Check this too: Note also, from point (iv) above, that this theft of purchasing power is the equivalent of a tax on every member of the population. So, although the debt is owed by the signatory to the promise, the Governor of the Bank of England, not by you, it is you, and everyone else, who finish up paying it in the end!
This is one of the oldest “con tricks” in the world. Every act of government that devalues the currency is, by definition, a theft of purchasing power and therefore has exactly the same effect as a tax – levied by sleight of hand, not statute. I repeat: that reward you received for hole-digging/filling is counterfeit!]

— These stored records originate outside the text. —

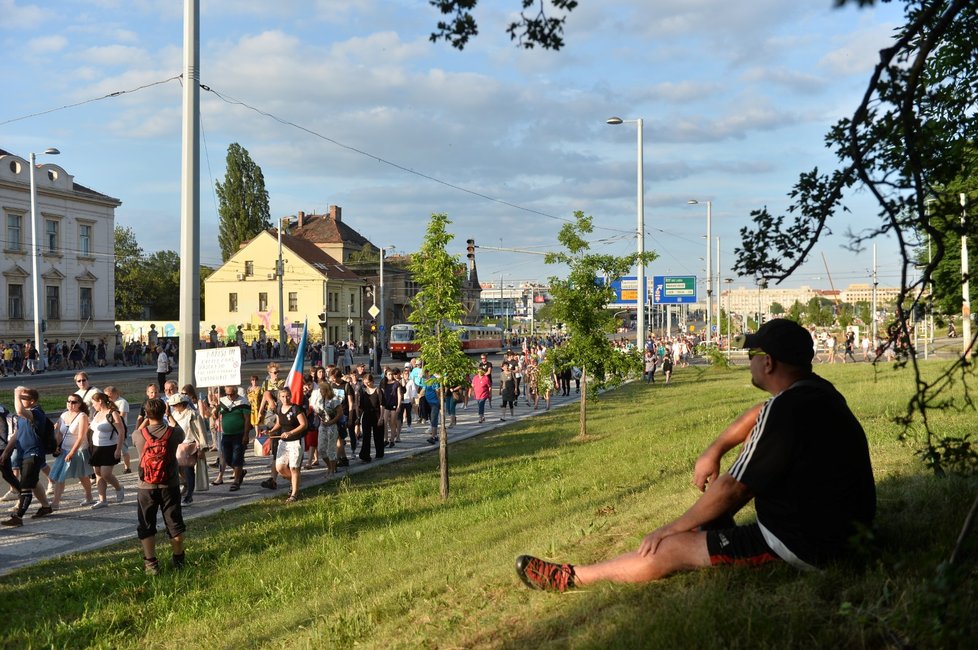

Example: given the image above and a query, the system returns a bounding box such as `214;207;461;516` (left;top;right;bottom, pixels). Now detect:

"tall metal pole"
275;219;285;344
713;235;730;340
958;192;971;356
30;148;61;370
607;117;646;350
177;0;200;386
377;247;387;373
706;201;713;345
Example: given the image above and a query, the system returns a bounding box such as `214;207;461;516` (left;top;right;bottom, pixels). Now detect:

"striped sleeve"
729;397;777;483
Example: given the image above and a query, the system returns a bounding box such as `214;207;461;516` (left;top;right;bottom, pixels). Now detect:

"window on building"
44;219;59;253
44;285;61;320
78;287;94;320
78;223;92;257
7;284;24;320
4;214;24;251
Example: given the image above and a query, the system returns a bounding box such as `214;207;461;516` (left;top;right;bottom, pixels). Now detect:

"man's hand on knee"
638;526;675;557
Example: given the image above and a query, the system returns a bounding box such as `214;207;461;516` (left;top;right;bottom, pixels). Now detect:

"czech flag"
285;319;309;404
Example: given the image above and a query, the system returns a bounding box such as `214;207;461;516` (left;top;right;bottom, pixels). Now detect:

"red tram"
390;323;503;359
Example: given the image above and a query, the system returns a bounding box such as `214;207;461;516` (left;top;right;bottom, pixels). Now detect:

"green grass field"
0;364;978;648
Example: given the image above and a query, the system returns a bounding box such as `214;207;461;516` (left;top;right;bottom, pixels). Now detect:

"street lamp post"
687;199;713;345
958;192;971;358
724;278;733;359
607;117;646;351
377;246;394;373
31;147;61;370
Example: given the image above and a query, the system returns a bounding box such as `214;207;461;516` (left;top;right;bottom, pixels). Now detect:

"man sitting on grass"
516;319;876;591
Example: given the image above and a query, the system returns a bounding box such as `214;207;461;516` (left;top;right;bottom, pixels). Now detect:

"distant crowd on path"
0;325;177;377
0;334;580;574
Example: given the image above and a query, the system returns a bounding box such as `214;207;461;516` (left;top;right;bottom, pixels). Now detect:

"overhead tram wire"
0;74;183;126
200;84;630;238
0;74;728;251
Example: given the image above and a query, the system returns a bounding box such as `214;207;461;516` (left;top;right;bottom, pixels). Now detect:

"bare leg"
574;532;710;585
78;476;92;501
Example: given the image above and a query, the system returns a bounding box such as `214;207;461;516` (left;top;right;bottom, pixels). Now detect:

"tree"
734;0;978;476
410;214;473;499
545;211;656;437
115;226;146;320
215;142;272;262
428;0;577;50
142;250;180;319
786;300;805;323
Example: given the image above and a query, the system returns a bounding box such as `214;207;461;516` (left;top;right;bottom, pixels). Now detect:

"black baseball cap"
734;318;815;367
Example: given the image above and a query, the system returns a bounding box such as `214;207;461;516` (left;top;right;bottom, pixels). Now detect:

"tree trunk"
578;366;587;438
438;386;448;501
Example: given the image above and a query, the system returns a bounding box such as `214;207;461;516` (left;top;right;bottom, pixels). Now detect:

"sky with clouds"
0;0;902;288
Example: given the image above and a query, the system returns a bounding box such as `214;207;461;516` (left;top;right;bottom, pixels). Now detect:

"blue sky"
0;0;901;288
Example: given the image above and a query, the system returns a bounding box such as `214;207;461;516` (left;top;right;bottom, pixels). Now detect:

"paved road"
0;373;577;575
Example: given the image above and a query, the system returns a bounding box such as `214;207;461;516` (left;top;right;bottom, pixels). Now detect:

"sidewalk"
0;384;578;575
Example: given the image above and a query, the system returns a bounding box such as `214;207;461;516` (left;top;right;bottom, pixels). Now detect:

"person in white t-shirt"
75;372;102;411
105;386;132;474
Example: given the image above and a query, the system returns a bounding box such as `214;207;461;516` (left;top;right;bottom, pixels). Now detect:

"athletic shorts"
221;435;244;467
136;486;187;539
88;445;119;467
706;523;781;566
275;438;302;469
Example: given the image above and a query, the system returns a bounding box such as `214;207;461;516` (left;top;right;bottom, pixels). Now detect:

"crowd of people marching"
0;341;580;573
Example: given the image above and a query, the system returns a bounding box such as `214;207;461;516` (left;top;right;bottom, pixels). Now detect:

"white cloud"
0;0;52;30
740;66;827;95
27;34;68;56
77;45;149;66
818;25;893;75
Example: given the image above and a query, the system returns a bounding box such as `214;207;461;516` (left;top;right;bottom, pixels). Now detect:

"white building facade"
0;149;122;350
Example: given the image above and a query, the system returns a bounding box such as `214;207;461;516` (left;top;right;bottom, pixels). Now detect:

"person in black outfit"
352;372;385;463
517;319;876;591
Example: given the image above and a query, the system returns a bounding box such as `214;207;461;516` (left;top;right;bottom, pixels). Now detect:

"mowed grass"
0;364;978;648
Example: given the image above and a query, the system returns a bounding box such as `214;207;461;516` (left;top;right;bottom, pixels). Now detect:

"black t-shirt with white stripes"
730;374;876;566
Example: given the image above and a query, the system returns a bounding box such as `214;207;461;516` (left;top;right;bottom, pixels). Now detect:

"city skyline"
0;0;901;288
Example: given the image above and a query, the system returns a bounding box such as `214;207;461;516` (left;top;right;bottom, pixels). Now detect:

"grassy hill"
0;364;978;648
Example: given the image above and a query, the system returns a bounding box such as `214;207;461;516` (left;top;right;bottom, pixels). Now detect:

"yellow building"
201;229;369;342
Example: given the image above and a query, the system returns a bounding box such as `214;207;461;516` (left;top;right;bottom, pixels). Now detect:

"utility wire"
0;75;183;126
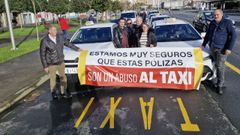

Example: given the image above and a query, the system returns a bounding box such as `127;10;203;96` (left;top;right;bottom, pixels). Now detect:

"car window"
204;12;214;20
155;24;201;42
152;17;169;23
121;12;136;18
71;27;112;44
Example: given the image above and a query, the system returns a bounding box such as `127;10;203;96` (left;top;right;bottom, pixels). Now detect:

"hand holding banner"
78;47;203;90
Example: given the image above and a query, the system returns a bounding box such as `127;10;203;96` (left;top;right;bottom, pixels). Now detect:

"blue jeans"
63;30;69;40
212;49;227;87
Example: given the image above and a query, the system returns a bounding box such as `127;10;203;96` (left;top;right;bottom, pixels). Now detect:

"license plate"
65;68;78;74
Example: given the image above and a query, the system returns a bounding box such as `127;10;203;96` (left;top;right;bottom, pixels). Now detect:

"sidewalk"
0;50;48;113
0;33;73;114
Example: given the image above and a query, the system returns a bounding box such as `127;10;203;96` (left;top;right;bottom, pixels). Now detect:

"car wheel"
66;74;80;92
203;25;207;32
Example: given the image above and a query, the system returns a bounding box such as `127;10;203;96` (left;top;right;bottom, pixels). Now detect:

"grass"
0;40;40;63
0;21;108;63
0;25;46;38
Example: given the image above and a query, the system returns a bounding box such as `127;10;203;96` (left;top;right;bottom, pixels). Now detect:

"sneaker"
61;93;72;98
217;86;223;95
52;91;58;100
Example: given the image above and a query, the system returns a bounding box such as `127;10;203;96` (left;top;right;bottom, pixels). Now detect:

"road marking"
74;97;94;128
139;97;154;130
177;98;200;132
100;97;122;128
225;61;240;74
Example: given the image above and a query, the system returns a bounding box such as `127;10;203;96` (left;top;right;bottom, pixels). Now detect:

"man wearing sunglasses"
113;18;129;48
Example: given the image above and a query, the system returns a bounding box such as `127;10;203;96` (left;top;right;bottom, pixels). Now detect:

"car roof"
81;23;116;29
200;10;214;13
121;10;136;13
155;18;189;26
152;15;169;19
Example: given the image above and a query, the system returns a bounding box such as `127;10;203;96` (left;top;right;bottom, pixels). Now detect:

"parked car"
64;23;117;84
121;11;137;23
154;18;216;81
193;10;235;32
148;15;170;26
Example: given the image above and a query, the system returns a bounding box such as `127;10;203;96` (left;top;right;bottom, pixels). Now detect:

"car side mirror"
201;32;206;38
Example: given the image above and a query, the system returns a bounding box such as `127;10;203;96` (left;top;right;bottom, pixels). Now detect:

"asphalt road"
0;10;240;135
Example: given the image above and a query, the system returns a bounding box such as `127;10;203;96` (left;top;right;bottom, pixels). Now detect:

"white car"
154;18;216;81
64;23;116;83
148;15;170;26
121;11;137;23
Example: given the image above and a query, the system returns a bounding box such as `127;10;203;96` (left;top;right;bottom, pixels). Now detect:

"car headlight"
203;55;213;61
75;58;78;63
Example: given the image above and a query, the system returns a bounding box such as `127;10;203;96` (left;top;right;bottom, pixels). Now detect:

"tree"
70;0;91;12
0;0;5;14
47;0;70;14
111;0;123;13
92;0;111;12
92;0;111;22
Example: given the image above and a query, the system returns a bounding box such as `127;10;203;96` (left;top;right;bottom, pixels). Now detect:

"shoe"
217;86;223;95
52;91;58;100
61;93;72;98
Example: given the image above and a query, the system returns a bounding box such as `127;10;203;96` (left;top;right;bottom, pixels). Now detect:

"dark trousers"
212;48;227;87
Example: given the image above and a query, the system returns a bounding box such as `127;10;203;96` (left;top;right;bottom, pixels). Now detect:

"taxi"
64;22;117;83
154;18;216;81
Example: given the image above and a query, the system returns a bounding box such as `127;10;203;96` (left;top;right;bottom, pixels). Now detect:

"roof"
81;23;116;29
122;10;136;13
152;15;169;18
156;18;189;26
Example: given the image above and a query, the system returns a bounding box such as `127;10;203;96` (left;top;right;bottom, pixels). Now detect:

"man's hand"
150;44;154;48
225;50;232;55
200;45;205;49
44;68;48;73
78;48;83;52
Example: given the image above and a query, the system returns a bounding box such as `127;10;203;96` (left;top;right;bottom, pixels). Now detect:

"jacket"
138;30;157;47
203;18;237;50
131;24;143;47
40;34;79;68
113;27;128;48
59;18;69;30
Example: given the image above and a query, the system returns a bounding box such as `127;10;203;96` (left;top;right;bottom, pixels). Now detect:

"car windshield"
71;27;112;44
148;11;158;15
204;12;214;20
152;16;169;22
121;12;135;18
155;24;201;42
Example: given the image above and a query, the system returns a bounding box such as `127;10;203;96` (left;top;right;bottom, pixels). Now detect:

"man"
132;16;143;47
201;9;237;95
40;26;82;99
113;18;129;48
59;17;69;40
127;19;134;48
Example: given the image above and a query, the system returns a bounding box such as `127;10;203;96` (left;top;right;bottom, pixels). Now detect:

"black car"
193;11;235;32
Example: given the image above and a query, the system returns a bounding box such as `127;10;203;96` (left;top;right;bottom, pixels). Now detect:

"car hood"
63;42;115;60
157;40;210;58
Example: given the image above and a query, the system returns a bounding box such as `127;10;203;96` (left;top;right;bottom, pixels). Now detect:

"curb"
0;75;49;114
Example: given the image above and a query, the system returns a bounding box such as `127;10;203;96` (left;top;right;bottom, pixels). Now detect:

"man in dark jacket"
113;18;129;48
40;26;82;99
131;16;143;47
201;9;237;95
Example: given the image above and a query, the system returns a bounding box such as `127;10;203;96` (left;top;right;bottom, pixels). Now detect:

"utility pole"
4;0;16;50
31;0;39;41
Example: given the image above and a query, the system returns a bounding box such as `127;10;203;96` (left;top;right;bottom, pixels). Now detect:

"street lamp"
31;0;39;41
4;0;16;50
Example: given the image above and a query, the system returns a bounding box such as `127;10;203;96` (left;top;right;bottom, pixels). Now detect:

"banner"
78;47;203;90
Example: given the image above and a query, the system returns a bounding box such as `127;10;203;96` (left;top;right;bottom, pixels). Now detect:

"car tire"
66;74;80;92
203;25;207;32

Question: Do you suppose that Keynes’s crude “digging & filling” proposal is any different, in principle or effect, from the following government practice: (i) instructing the Treasury to print IOUs (called “government bonds”); (ii) arranging for its banking arm, the Bank of England, to buy those bonds out of its unlimited overdraft facility with the Treasury; and (iii) instructing the Bank to flood the financial institutions with the ill-gotten proceeds of this grotesque monetary distortion?
Answer: Yes. There is one small difference: instead of describing this action as the counterfeit it surely is, the Treasury has given it the grandiose title of “quantitative easing”, which suggests that, even if not rocket science, it is something really clever that will save us from dips in the “economic cycle” that threaten to engulf us.
But what they themselves don’t recognise is that these mad practices, all carried out in the name of “stimulating the economy into growth mode”, are a repeat of the very actions that brought on the last credit crisis. You have heard this phrase: “This time it’s different”. Bear in mind that a lunatic is someone who does the same thing, but expects a different result!
The above is a classic description of short-termism that backfires. Yet there is hardly a central bank anywhere that has not made a devil’s pact with its own treasury to create debt out of thin air, then “monetise” it into circulation and swamp the financial markets with it.
Although the USA and the UK are no longer actively pursuing it, the European Central Bank (ECB), charged by the European Commission to bail out any member of the EU that reneges on its debt repayments, is even now printing away at the rate of 50 billion euros per month! The ECB is awash with euros just waiting to be funnelled into the rescue of some profligate south European state. Just last week the EC announced plans for a multi-billion facility to grant interest-free loans to member states in crisis due to “external shocks”. The inflationary consequences hardly bear thinking about.
As Henry Ford put it: “It is as well that the people of the nation do not understand our banking and monetary system for, if they did, I believe there would be a revolution before tomorrow morning!”
[“Fractional reserve banking” is another grand euphemism for counterfeit, yet it draws far less attention than the more blatant forms of monetary expansion like “quantitative easing”. This is probably because it has been going on for so long that it has become an unquestioned banking norm. It relies on the fact that depositors are unlikely to act in concert when it comes to taking their money out of their bank, and so the bank can safely keep only a small proportion of your money to allow for withdrawals, and lend out the rest.
Control over the entire monetary system is entrusted to the perpetrators of this scam. Under fractional reserve banking only a small percentage of deposits is held in reserves. The rest is lent out at double the rate of interest. But note: those loans will, in turn, be deposited somewhere and the process repeated, creating yet another tranche of money that represents nothing but the thin air from which it was conjured.]